Traffic Incidents Disproportionately Affect POCs

It seems there aren’t any aspects of modern life that lack racial disparities. Traffic incidents are no exception. From a Portland Bureau of Transportation news update:

The Portland Bureau of Transportation will reduce the speed limit from 35 mph to 30 mph on 122nd Avenue…

One of the most dangerous streets in Portland, 122nd Avenue had 12 traffic fatalities from 2016 to 2020, an average of more than two per year. From 2012 to 2016, five of the intersections with the highest crash rates in all of Portland were on 122nd Avenue. High crash corridors make up only 8% of the streets citywide, but they account for most of the traffic deaths from year to year.

Together, high crash streets and intersections make up the High Crash Network, where the city’s Vision Zero program focuses safety improvements. The program prioritizes safety investments in areas, such as the 122nd Avenue corridor, where there are higher concentrations of communities of color and people living on low-incomes. Black Portlanders and other people of color suffer disproportionately from traffic deaths and serious injuries.

The article goes on to say that pedestrians, especially at night, are disproportionately affected. It does not tell us whether the at-fault motorists are disproportionately POCs.

A large study of traffic stops revealed that black motorists are more likely to get pulled over, but fewer of them actually receive tickets. The linked article assumes that the underlying reason for the disparity is anti-black racism:

“So, black drivers were stopped disproportionately more than white drivers compared to the local population and were at least twice as likely to be searched, but they were slightly less likely to get a ticket,” Shoub says. “That correlates with the idea that black drivers were stopped on the pretext of having done something wrong, and when the officer doesn’t see in the car what he thought he might, he tells them to go on their way.”

For a separate paper entitled “Racial Disparities in Traffic Stop Outcomes,” Shoub and her co-authors gathered and analyzed traffic stop data from law enforcement agencies in 16 states, including Connecticut, Illinois, Maryland, Ohio and Vermont that pointed to similar disparities in the rate at which black drivers were stopped and searched compared to white drivers.

‘Driving while black’ is very much a thing; it’s everywhere and it’s not just a North Carolina or a Southern problem but across the United States.

Kelsey Shoub

What the article does NOT explore is the possibility that officers strive to avoid giving tickets to black motorists, who more commonly violate traffic laws, so that they’re not accused of racism when the racial breakdown is examined.
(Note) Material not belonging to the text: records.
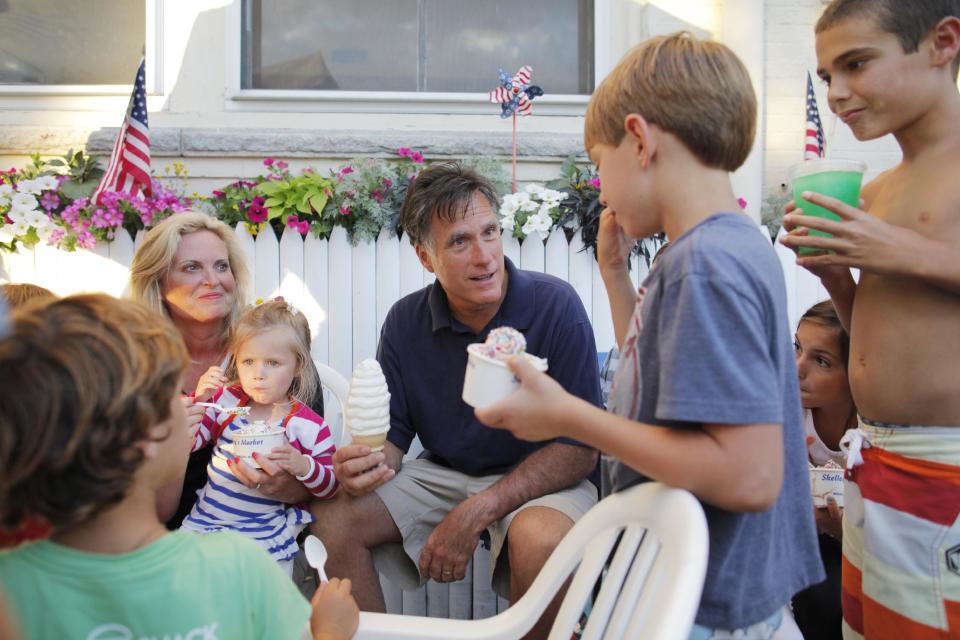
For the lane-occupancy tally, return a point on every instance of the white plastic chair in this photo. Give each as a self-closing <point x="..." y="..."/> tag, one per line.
<point x="648" y="547"/>
<point x="338" y="387"/>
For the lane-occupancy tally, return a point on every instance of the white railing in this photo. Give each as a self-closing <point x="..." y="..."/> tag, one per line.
<point x="346" y="291"/>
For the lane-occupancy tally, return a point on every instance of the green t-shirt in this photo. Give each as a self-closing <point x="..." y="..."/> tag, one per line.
<point x="183" y="585"/>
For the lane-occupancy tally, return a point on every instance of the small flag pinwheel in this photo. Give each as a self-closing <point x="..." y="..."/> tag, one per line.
<point x="516" y="94"/>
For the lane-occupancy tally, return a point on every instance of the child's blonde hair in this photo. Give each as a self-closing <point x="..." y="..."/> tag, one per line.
<point x="84" y="379"/>
<point x="256" y="319"/>
<point x="694" y="89"/>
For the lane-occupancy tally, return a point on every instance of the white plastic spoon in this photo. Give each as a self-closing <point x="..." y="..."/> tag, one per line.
<point x="316" y="555"/>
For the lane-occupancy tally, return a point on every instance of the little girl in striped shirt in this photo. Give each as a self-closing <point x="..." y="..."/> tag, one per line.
<point x="271" y="361"/>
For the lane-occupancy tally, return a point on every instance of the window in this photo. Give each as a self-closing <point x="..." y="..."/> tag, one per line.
<point x="426" y="46"/>
<point x="81" y="42"/>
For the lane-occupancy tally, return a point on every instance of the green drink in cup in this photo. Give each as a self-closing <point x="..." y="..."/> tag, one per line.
<point x="838" y="179"/>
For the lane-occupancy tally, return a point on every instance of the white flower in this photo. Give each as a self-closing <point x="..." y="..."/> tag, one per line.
<point x="6" y="191"/>
<point x="21" y="228"/>
<point x="538" y="223"/>
<point x="29" y="186"/>
<point x="534" y="189"/>
<point x="37" y="219"/>
<point x="23" y="201"/>
<point x="47" y="183"/>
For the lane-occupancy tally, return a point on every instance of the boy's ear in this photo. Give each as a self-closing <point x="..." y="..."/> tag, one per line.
<point x="642" y="137"/>
<point x="945" y="41"/>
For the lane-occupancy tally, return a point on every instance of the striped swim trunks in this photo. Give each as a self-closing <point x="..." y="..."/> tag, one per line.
<point x="901" y="533"/>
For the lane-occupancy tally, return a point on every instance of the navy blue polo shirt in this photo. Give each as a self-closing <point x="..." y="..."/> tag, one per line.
<point x="423" y="353"/>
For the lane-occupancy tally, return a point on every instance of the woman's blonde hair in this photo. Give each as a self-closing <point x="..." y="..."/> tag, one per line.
<point x="277" y="313"/>
<point x="153" y="260"/>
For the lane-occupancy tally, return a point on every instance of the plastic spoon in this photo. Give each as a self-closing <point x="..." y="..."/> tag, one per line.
<point x="316" y="555"/>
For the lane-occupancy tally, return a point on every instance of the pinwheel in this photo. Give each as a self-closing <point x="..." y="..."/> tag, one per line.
<point x="515" y="96"/>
In other words, a pro-black bias is just as likely to be at work here; once the motorist is pulled over, and the officer sees that he’s black, he’ll choose to not give a ticket. In the end, there are probably so many variables that it’s impossible to say for certain which dynamics are at play, and it might be a mix of dynamics, with some officers being anti-black and others being pro-black, while some are indifferent.

The article doesn’t tell us about the habits of black officers. Are they also more lenient with white motorists? Do they favor black motorists? It seems to me that these are valid questions.

Getting back to Portland, one gets the impression that the Portland Bureau of Transportation values the lives of non-whites more than whites; rarely, if ever, do we see (racial) concern for issues that disproportionately affect white people – such as suicide.